J’ai besoin d’être seul pour créer. Au niveau de la conception, la réflexion collective peut être intéressante sur quelques idées mais d’une manière générale, j’ai besoin d’être seul pour décider de la thématique à aborder, puis de l’angle, puis de l’esthétique, puis de la technique.
Pour la réalisation j’ai besoin d’être seul avec moi-même, dans une ambiance méditative.
Ensuite ce n’est qu’au moment de passer le message, de montrer l’œuvre au public, que ce soit en l’exposant dans la rue en plein jour ou en galerie, qu’il est important pour moi d’être au contact direct du public.


 


As-tu des « spots » favoris dans la rue… ou ailleurs ?

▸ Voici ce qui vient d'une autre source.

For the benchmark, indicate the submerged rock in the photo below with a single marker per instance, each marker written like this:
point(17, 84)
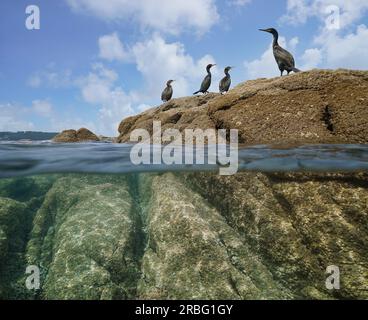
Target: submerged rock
point(86, 238)
point(189, 236)
point(319, 106)
point(72, 136)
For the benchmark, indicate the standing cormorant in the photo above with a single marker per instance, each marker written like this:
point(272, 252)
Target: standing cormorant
point(207, 81)
point(225, 83)
point(168, 92)
point(284, 58)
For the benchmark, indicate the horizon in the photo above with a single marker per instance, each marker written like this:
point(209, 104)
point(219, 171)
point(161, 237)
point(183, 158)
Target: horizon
point(92, 64)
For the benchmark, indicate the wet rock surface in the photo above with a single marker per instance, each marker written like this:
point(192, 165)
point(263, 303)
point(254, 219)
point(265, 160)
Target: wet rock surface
point(319, 106)
point(73, 136)
point(187, 236)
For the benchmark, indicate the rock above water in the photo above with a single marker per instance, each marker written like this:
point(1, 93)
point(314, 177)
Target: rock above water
point(319, 106)
point(73, 136)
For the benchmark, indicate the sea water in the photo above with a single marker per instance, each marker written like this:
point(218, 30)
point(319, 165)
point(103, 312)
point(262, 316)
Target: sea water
point(290, 214)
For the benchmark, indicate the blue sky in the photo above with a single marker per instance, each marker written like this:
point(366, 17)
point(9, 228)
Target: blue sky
point(94, 62)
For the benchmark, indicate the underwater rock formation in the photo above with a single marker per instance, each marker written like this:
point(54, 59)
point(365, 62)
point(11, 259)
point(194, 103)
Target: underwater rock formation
point(319, 106)
point(189, 236)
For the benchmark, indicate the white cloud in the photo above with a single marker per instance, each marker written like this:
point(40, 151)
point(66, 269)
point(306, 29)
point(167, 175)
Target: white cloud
point(99, 88)
point(311, 59)
point(13, 118)
point(111, 48)
point(169, 16)
point(159, 61)
point(238, 3)
point(42, 107)
point(345, 51)
point(50, 78)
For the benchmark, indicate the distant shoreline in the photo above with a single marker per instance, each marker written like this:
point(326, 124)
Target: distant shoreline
point(27, 135)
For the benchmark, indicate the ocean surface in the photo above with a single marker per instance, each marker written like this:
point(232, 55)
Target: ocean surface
point(44, 157)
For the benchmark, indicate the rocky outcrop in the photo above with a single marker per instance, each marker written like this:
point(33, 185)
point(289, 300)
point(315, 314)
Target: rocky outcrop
point(318, 106)
point(86, 238)
point(73, 136)
point(189, 236)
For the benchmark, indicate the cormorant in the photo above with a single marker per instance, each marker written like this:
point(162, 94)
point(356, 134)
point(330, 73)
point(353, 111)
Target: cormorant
point(207, 81)
point(284, 59)
point(225, 83)
point(168, 92)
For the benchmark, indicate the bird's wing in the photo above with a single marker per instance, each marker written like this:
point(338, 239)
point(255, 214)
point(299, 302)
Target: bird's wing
point(225, 84)
point(284, 56)
point(167, 94)
point(206, 83)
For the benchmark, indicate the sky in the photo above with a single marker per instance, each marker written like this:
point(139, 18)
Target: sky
point(92, 63)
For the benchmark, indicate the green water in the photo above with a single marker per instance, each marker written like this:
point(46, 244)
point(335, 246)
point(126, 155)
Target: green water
point(184, 236)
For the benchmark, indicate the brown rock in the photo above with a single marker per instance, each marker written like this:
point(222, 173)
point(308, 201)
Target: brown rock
point(72, 136)
point(319, 106)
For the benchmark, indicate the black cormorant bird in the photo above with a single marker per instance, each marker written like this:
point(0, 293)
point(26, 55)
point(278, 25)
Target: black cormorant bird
point(225, 83)
point(284, 58)
point(207, 81)
point(168, 92)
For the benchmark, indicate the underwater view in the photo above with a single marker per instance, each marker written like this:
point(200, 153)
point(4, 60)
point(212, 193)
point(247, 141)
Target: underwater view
point(183, 157)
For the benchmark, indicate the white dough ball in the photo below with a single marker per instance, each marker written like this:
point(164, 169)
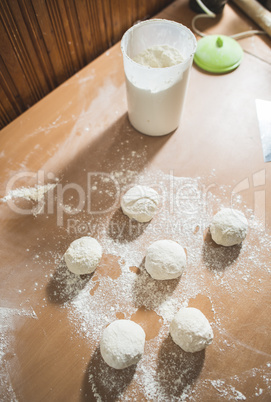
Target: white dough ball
point(122, 344)
point(165, 259)
point(83, 255)
point(191, 330)
point(229, 227)
point(140, 203)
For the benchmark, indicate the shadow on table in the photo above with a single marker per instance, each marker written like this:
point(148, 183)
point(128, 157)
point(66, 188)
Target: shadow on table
point(216, 257)
point(104, 381)
point(177, 369)
point(64, 285)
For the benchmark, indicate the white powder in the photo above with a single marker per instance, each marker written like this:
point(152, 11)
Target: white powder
point(155, 107)
point(103, 299)
point(159, 56)
point(239, 273)
point(29, 193)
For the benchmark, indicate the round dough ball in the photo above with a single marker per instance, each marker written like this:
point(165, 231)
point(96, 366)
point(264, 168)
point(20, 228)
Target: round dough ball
point(140, 203)
point(191, 330)
point(165, 259)
point(122, 344)
point(83, 255)
point(229, 227)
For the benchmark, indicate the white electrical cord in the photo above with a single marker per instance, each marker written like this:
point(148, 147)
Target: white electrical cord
point(210, 14)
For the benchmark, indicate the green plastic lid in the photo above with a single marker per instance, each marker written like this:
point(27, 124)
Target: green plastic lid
point(218, 53)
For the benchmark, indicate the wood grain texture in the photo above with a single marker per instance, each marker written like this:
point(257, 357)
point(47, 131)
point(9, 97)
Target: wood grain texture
point(44, 42)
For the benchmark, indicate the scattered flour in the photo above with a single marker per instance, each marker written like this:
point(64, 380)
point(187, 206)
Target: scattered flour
point(184, 215)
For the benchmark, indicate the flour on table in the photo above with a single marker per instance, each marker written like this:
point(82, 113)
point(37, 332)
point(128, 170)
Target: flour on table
point(122, 344)
point(159, 56)
point(165, 259)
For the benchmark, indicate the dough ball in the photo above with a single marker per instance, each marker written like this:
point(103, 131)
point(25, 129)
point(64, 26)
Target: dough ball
point(165, 259)
point(191, 330)
point(229, 227)
point(122, 344)
point(140, 203)
point(83, 255)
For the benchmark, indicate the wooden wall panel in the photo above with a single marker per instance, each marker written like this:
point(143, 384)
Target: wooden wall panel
point(44, 42)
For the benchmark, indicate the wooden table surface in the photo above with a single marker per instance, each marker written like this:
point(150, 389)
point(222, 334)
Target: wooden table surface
point(79, 139)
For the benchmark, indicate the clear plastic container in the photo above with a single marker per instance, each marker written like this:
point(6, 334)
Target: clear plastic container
point(156, 96)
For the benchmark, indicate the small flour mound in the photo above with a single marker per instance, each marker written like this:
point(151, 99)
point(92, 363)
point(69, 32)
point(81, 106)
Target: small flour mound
point(165, 259)
point(83, 255)
point(122, 344)
point(140, 203)
point(159, 56)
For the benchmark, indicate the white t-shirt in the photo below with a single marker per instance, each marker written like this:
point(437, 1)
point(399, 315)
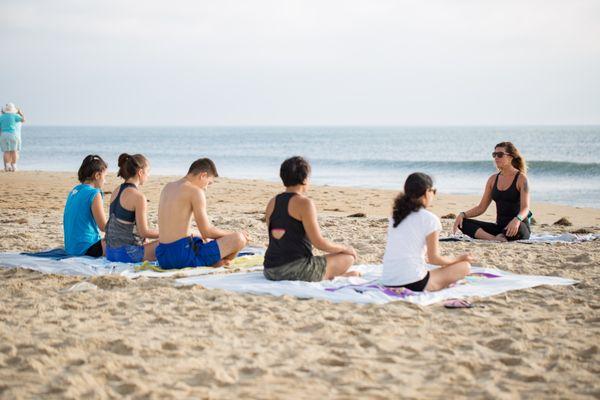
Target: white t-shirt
point(404, 259)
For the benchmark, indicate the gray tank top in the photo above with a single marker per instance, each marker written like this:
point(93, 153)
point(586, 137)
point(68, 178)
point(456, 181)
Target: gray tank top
point(120, 233)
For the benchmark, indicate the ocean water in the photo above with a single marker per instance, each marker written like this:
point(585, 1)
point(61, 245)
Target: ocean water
point(564, 162)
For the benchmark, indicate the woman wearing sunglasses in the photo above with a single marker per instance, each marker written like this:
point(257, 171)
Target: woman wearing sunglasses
point(510, 190)
point(412, 242)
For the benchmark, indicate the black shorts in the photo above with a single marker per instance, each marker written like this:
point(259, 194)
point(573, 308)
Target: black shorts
point(417, 286)
point(470, 226)
point(95, 250)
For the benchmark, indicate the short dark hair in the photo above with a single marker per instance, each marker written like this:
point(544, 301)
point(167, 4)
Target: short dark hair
point(91, 164)
point(294, 171)
point(129, 165)
point(203, 165)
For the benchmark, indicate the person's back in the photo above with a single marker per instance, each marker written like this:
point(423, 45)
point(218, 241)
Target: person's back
point(83, 216)
point(80, 229)
point(175, 211)
point(413, 234)
point(287, 238)
point(179, 201)
point(9, 121)
point(404, 258)
point(291, 219)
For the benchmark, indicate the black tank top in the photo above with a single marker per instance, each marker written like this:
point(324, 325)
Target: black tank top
point(294, 243)
point(508, 202)
point(117, 209)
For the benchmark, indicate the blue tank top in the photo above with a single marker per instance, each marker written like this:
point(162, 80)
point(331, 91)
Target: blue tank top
point(80, 228)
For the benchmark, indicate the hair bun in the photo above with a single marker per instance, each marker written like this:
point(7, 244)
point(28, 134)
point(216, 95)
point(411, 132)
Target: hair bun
point(123, 159)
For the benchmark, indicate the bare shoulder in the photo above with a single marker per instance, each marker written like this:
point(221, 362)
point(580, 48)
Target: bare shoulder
point(303, 202)
point(523, 182)
point(271, 205)
point(115, 192)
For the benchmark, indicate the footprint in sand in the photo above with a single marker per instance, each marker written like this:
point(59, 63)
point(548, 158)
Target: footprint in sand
point(126, 388)
point(119, 347)
point(169, 346)
point(332, 362)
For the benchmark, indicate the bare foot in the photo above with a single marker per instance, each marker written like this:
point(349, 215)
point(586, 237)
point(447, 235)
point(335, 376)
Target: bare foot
point(221, 263)
point(501, 238)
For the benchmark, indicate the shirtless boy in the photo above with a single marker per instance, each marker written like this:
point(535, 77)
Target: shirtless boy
point(179, 201)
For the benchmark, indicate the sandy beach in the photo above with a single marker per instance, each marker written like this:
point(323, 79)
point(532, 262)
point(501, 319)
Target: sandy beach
point(147, 339)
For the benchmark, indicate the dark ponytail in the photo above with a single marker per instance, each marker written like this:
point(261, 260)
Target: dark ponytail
point(91, 165)
point(129, 165)
point(415, 187)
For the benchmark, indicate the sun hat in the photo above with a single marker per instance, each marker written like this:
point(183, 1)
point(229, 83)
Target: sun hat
point(10, 108)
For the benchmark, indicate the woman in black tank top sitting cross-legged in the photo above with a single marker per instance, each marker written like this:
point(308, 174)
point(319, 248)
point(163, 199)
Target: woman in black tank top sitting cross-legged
point(509, 189)
point(291, 219)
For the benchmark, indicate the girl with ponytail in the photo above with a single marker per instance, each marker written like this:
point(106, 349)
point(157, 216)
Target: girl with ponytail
point(509, 189)
point(127, 229)
point(413, 234)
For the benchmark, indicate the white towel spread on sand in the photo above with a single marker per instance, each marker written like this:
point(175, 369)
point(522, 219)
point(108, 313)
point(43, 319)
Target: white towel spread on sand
point(482, 282)
point(87, 266)
point(535, 238)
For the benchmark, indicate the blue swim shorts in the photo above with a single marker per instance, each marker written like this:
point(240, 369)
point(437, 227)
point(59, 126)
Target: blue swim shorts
point(187, 252)
point(128, 253)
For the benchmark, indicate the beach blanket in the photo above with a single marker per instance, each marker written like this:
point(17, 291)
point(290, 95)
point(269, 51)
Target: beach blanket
point(88, 266)
point(534, 238)
point(59, 253)
point(482, 282)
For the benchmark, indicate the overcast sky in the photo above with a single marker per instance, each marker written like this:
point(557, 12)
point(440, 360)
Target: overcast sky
point(372, 62)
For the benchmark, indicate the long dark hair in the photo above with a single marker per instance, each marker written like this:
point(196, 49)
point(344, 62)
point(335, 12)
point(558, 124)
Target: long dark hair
point(129, 165)
point(91, 164)
point(416, 185)
point(518, 160)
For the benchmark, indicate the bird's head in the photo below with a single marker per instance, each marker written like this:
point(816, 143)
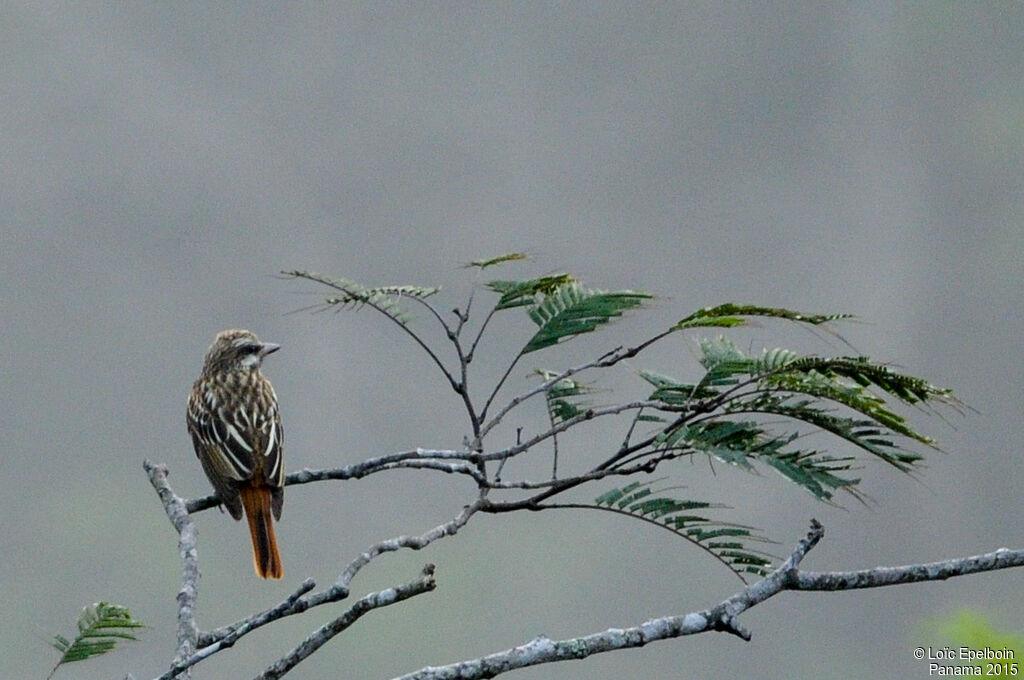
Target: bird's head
point(237, 350)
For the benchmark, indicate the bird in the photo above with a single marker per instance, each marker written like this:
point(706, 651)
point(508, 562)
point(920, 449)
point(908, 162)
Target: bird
point(236, 429)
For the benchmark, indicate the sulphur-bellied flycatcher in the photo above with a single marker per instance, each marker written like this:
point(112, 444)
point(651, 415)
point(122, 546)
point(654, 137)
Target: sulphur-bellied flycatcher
point(236, 429)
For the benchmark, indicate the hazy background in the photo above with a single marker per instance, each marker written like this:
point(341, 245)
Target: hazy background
point(161, 162)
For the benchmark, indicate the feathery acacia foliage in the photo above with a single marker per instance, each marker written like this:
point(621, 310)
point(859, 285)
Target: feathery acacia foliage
point(744, 410)
point(100, 626)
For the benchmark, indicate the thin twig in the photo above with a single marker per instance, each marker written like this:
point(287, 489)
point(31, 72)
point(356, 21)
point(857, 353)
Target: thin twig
point(724, 617)
point(423, 584)
point(187, 632)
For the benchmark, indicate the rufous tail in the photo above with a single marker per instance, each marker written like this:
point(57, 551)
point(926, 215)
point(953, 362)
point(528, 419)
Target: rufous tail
point(266, 559)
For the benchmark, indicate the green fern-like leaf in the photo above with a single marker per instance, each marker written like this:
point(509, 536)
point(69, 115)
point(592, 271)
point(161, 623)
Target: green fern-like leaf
point(729, 314)
point(865, 373)
point(383, 298)
point(100, 626)
point(571, 309)
point(684, 518)
point(521, 293)
point(673, 392)
point(813, 471)
point(501, 259)
point(562, 396)
point(743, 442)
point(867, 434)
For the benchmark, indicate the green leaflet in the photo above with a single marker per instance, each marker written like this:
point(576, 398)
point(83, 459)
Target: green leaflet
point(570, 309)
point(384, 298)
point(99, 627)
point(639, 500)
point(729, 314)
point(560, 396)
point(521, 293)
point(501, 259)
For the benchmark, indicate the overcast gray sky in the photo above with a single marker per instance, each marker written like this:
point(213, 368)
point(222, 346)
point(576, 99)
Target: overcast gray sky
point(161, 162)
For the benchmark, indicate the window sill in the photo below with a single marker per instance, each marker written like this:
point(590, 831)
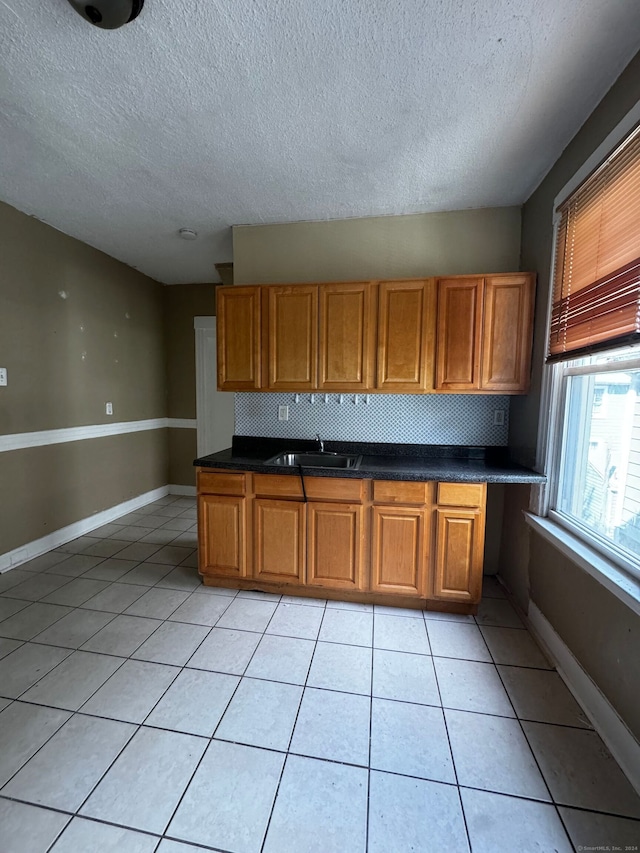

J’ai passé beaucoup de messages visuels à Montmartre, à la Butte aux Cailles et à Belleville, mais mon spot de prédilection se situe tout de même autour du Centre Georges Pompidou, dont la collection d’art moderne est ma source d’inspiration par excellence.

 



Peux-tu nous en dire plus sur tes supports et médiums de prédilection ?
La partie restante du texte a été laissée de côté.